Spatial Statistics (IV): Kriging

Kriging is a method of interpolation based on Gaussian process, and is also known as Gaussian process regression (GPR). Georges Matheron established the theoretic basis of this spatial interpolation technique in 1960, and named it kriging (French: krigeage) to honor the pioneering work of Danie G. Krige in geostatistics.
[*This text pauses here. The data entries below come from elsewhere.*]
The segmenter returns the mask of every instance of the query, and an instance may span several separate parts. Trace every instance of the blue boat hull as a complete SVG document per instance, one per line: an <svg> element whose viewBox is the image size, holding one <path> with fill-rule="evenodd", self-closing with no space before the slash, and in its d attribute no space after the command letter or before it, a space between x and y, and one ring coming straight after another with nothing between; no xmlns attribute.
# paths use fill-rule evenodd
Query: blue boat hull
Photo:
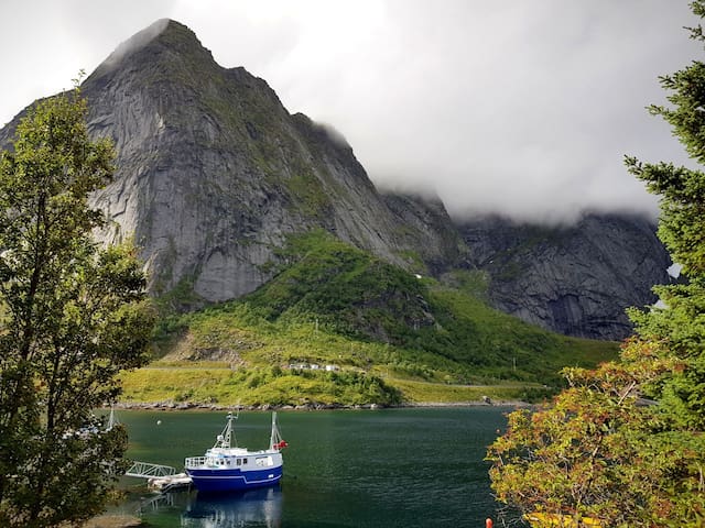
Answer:
<svg viewBox="0 0 705 528"><path fill-rule="evenodd" d="M238 469L186 470L199 492L239 492L256 487L273 486L282 477L282 466L241 471Z"/></svg>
Given a random field $\lbrace Z(s): s\in\mathcal{D}\rbrace$ with its observation at location $s_1,\cdots,s_n,$ the goal of kriging is to predict $Z(\cdot)$ at an arbitrary location $s\in\mathcal{D}.$

Simple Kriging

In simple kriging, the mean of spatial field is known. Without loss of generality, set it to be zero.

Let $f:\mathcal{X}\to{\mathbb{R}}$ be the field of interest and $f\sim\mathcal{GP}\left(0,k(\cdot,\cdot)\right),$ we will interpolate the value of $f$ at an arbitrary location using its finite observations. Please note that $f$ is not a random field or a Gaussian process itself since it is deterministic. Instead, $f$ is a realization of the aforementioned Gaussian process. In the context of Bayesian regression, $\mathcal{GP}(0,k(\cdot,\cdot))$ is the prior distribution of $f$.

We first introduce some notations. Given locations $x_1,\cdots,x_N\in\mathcal{X},$ we use $\mathbf{K}$ to denote the covariance matrix of $\left(f(x_1),\cdots,f(x_N)\right)^\top,$ i.e., $\mathbf{K} = \lbrace k(x_i,x_j)\rbrace_{i,j=1}^N\in\mathbb{R}^{n\times n}$. We define $\mathbf{k}(\cdot): \mathcal{X}\to\mathbf{R}^N$ to be such that

$$\mathbf{k}(x) = \left(k(x,x_1),\cdots,k(x,x_N)\right)^\top.$$

Case 1. Noise-free observations

We suppose that our observations are faithful, that is, the observation at location $x_i$ is the true value of $f(x_i)$. If we have observations at $N$ distinct locations $x_1,\cdots,x_N\in\mathcal{X},$ then our dataset is $\left\lbrace\left(x_i,f(x_i)\right)\right\rbrace_{i=1}^N.$ Denote $\mathbf{f} = \left(f(x_1),\cdots,f(x_N)\right)^\top,$ the posterior of $f$ at any location is given by the following theorem.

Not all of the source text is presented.